List of supported files for GetText function in .NET

Clemens · August 8, 2025, 12:04pm

Hi,

I’m trying to use “GetText” function from GroupDocs.Parser, to extract text from various files.
Parser generally seems to support a lot of formats:

But “GetText” specifically seems to be more limited.
Is there a list of all file types, that support text extraction?

Best regards,
Clemens

Professionalize.Discourse · August 8, 2025, 12:04pm

@Clemens

To extract text using the “GetText” function from the GroupDocs.Parser in .NET, it’s important to note that not all document formats support this feature. The supported formats for text extraction are more limited compared to the overall formats that the parser can handle.
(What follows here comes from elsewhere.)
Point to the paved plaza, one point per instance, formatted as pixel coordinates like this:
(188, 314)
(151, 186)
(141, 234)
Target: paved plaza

Here’s a summary of the document types that support text extraction with the “GetText” function:

Supported Document Formats for Text Extraction

Word Processing Formats:
- DOC, DOCX, DOT, DOTX, ODT, RTF, TXT
PDF:
- PDF (Portable Document Format)
Spreadsheet Formats:
- XLS, XLSX, XLSM, ODS, CSV
Presentation Formats:
- PPT, PPTX, PPS, PPSX, ODP
Email Formats:
- EML, MSG, PST, OST
Ebook Formats:
- EPUB, FB2, MOBI
Markup Formats:
- HTML, XHTML, XML, Markdown
Image Formats:
- JPG, JPEG, PNG, BMP, GIF, TIFF
Archive Formats:
- ZIP, RAR, 7Z

For a complete list of supported formats and their capabilities, you can refer to the official documentation on supported document formats here.

Example Code

Here’s a simple example of how to use the “GetText” function in your .NET application:

using GroupDocs.Parser;

public class TextExtractionExample
{
    public static void ExtractText(string filePath)
    {
        using (Parser parser = new Parser(filePath))
        {
            // Check if text extraction is supported
            if (!parser.Features.Text)
            {
                Console.WriteLine("Text extraction isn't supported for this document.");
                return;
            }

            // Extract text
            using (TextReader reader = parser.GetText())
            {
                Console.WriteLine(reader.ReadToEnd());
            }
        }
    }
}

This code checks if the document supports text extraction and then retrieves the text if it does.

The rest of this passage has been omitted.